Marlins Fans Still Havent Forgotten These Brutal Draft Mistakes

Despite high hopes and hefty investments, the Miami Marlins have faced significant setbacks with notable draft picks who failed to make a lasting impact in the major leagues.

The Miami Marlins have had their share of draft wins, but the misses have left a mark too. When a club spends a premium pick and the player never becomes what was expected, that disappointment lingers. For Miami, a few names stand out for all the wrong reasons.

Andrew Kolek sits near the top of that list. The Marlins took the right-handed pitcher second overall in the 2014 MLB Draft and gave him a $6 million signing bonus, but the big-league payoff never came. Kolek never started a game in the majors, and his minor league career with Miami produced a 5-16 record and a 5.66 ERA across 66 games, 39 of them starts, over five seasons.

Jeremy Hermida was another high pick who never quite matched the billing. Miami grabbed him 11th overall in the 2002 MLB Draft when he was 21 years old, and he spent the first five of his eight professional seasons with the organization.

His best year came in 2007, when he hit .296 with 18 home runs, 63 RBIs and 127 hits, though he also struck out 105 times.

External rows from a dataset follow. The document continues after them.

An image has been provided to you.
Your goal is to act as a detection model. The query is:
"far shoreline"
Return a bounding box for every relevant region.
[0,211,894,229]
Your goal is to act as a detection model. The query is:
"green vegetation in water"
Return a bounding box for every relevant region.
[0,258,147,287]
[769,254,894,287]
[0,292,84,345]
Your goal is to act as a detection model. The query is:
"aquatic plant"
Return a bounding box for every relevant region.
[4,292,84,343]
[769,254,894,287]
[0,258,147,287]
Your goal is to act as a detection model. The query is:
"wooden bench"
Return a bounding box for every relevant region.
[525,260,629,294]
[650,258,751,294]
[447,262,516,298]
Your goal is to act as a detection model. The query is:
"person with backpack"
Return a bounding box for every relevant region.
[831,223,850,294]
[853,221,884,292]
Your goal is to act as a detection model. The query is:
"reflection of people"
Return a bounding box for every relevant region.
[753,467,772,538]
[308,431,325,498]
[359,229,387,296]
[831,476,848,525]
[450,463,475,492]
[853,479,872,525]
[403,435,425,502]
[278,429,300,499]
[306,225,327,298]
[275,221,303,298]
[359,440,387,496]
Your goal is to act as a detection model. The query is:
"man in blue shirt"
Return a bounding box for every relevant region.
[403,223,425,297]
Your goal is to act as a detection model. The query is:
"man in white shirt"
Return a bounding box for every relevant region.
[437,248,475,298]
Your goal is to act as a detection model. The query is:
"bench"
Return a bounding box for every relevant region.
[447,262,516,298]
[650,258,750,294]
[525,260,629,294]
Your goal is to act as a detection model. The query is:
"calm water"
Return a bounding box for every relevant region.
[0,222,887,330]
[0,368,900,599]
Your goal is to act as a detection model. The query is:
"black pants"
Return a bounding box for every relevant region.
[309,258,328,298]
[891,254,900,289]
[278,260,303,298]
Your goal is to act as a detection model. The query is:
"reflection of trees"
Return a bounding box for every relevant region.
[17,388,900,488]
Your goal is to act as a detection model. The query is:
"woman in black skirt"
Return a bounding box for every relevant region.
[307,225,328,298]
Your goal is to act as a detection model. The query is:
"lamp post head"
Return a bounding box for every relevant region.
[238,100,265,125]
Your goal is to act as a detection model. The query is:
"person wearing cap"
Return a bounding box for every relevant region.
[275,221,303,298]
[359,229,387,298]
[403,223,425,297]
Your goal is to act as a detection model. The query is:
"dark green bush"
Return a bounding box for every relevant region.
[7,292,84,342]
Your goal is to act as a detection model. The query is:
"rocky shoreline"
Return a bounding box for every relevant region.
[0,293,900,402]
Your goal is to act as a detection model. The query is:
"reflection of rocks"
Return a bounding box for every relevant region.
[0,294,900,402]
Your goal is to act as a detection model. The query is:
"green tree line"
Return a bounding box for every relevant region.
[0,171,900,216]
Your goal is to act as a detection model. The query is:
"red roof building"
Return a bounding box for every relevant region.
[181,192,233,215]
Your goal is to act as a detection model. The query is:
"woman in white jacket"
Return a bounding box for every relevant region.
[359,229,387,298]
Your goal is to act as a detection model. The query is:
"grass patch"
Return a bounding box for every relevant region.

The next season, his strikeout total climbed to a career-high 138.

Hermida did put together three straight seasons with more than 100 hits, but the swing-and-miss issues never went away. After leaving Miami, he played for the San Diego Padres, Boston Red Sox, Oakland Athletics and Cincinnati Reds, and his career was over by age 28.

Kyle Skipworth rounds out the group, and his story fits the familiar “what could have been” mold. A catcher from California, he won Gatorade High School Baseball Player of the Year honors in 2008, a credential that pushed him up the prospect ladder.

The Marlins made him the sixth overall pick in the 2008 MLB Draft. Skipworth was a left-handed hitter who threw right-handed, stood 6-foot-4, and came with power, size and strong defensive skills.

That glove helped drive his draft stock, but he never delivered the kind of offense Miami needed from him.